Présentation de la Feria de Nîmes.

Hier matin à la mairie de Nîmes avait lieu la présentation des cartels de la Feria de Pentecôte.

Pour une fois, rien n’avait fuité dans la presse. Comme ce fut souligné, Madrid n’avait pas occulté Nîmes dans l’esprit de Simon Casas. On pourrait presque dire que la programmation nîmoise est la petite soeur de la programmation de Las Ventas.

Laissons la parole au directeur des arènes de Nîmes.

« Vous n’avez pas vu les cartels dans le journal ce matin car je les ai faits dans l’avion hier soir. Je plaisante.

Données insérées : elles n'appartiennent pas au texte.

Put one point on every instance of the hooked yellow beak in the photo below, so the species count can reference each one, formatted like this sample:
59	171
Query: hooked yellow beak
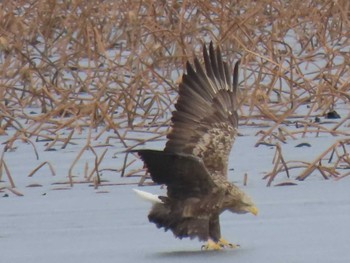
253	209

A tout présent tout honneur, Jean-Baptiste est là, son solo à Nîmes, bien sûr, est important et de plus il est totalement justifié. Il aura lieu le dimanche après-midi. Il ne faut pas oublier qu’il a coupé ni plus ni moins que huit oreilles et une queue à Nîmes, plus quatre oreilles et une queue à Arles durant la temporada passée donc douze oreilles et deux queues, trois triomphes exceptionnels. Et si Jean-Baptiste souhaitait combattre seul six toros à Nîmes, c’est en pleine légitimité et c’est un honneur pour nous que de le recevoir. Je suis sûr que ce sera une après-midi pleine d’émotion. Il parlera tout à l’heure des toros des six élevages différents qu’il combattra ce jour-là.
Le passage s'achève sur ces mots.